On the day after the release of Gilad Shali, the New York Times ran an editorial (Gilad Shalit’s release, October 18, 2011) excoriating Bibi Netanyahu for being able to close a deal with Hamas, “which shoot rockets at Israel”, but unwilling to negotiate seriously with the Palestinian Authority, which “Israel relies on to help keep the peace in the West Bank. Reading this editorial brought me back to my days as a yeshiva student and in particular to a brilliant and demanding rebbe who on rare occasion went off on a tangent, discussing current events. At the time there was much discussion on the future of the reform and conservative movements vis a vis intermarriage and assimilation. My rebbe made a startling statement. He claimed that he preferred dialogue with Reform rabbis rather than engage with Conservative rabbis. I was flummoxed. After all, the Conservative movement had a much closer affinity to Orthodox Judaism than the Reform movement since they subscribed to the halachic process, denouncing among other things the performance of mixed marriages by their rabbis. When I asked my rebbe, “mah pesher hainyan”? what do you mean and how can you possibly justify this position he responded with a pithy, terse, three word answer: “chazeer fissel kosher”!

“Chazeer fissel kosher” is a clever yiddish expression, which chides the pig for trying to pass itself off as kosher when in fact it is as treif as it gets. For an animal to be rendered kosher it first has to meet the fundamental criterion of having split hooves and chew its cud. The pig having cleft hooves and obvious to the eye tries to present itself as kosher, since chewing its cud isn’t a noticeable and an obvious characteristic. But the wiliness of the pig doesn’t go unnoticed and is reminded that it would be kosher had it chewed its cud. To my rebbe, the Conservative movement (rightly or wrongly) was like the proverbial pig. The movement tried to pass itself off as committed to the halchic process but in fact misrepresented itself by concealing the fact that they weren’t totally committed to it in the same fashion that was of the Orthodox. As the pig didn’t chew its cud neither did the Conservative movement conform to halachic Judaism. The Reform movement on the other hand, called a spade a spade. Their modus opperendi was to be clear as to where they stood in respect to halacha. They weren’t looking for acceptance among the halachic community. They rejected halachic Judaism and would perform intermarriages without the necessity of seeking loopholes or fictitious conversions, as the Conservative rabbis were wont to do.

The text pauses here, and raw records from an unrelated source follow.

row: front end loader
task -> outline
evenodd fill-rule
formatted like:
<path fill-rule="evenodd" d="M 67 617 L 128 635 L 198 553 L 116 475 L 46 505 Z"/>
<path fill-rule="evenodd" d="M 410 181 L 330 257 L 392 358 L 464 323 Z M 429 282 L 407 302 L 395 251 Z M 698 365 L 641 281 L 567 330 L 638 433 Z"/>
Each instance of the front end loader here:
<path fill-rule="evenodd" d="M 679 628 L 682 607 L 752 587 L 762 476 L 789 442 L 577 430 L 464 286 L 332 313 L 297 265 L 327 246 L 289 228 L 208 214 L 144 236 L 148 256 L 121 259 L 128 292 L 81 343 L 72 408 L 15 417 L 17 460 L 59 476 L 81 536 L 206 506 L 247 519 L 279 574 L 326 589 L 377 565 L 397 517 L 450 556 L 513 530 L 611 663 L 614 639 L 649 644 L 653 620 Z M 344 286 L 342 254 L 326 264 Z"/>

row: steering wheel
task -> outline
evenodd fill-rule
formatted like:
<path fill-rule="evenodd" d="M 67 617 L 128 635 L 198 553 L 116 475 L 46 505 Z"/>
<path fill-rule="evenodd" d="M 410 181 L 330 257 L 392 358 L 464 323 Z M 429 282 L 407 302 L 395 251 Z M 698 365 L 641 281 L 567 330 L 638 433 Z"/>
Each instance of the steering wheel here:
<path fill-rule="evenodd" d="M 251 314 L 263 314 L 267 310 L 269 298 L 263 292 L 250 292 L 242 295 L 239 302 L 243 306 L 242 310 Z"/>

My rebbe’s answer, simplistic as it seemed was actually profound and taught me a lesson on how to view the world. Had our rabbis learned this lesson well perhaps they would have had different take on the personality differences between Isaac and Essau. Essau was what he was. There was no mistaking him for anything but a hunter. He was taken advantage of by Jacob who presented himself to Essau in a kind and gentle light, not revealing his true intent. While Essau knew no guile, Jacob was a master of deception, knowing how and when to exploit a situation to his benefit. Thus when it was time to present himself to his blind father for the blessings it was without compunction that he disguised himself in animal skins to take on the physical characteristics of his brother. Who was Jacob? It is difficult to really know the man Jacob and what he represented at that particular moment in history.

Bibi, (unlike the New York Times editorial board) apparently learned long ago the very same lesson that my rebbe taught me. Hamas is our sworn enemy and they don’t try to sugar coat their ultimate aim to obliterate us. The Palestinian Authority on the other hand isn’t willing to reveal its intent although we know too well what their real intentions are. Bibi understands this and in his own vernacular probably refers to the PA as the chazeer fissel kosher. Too bad the New York Times hasn’t learned this lesson.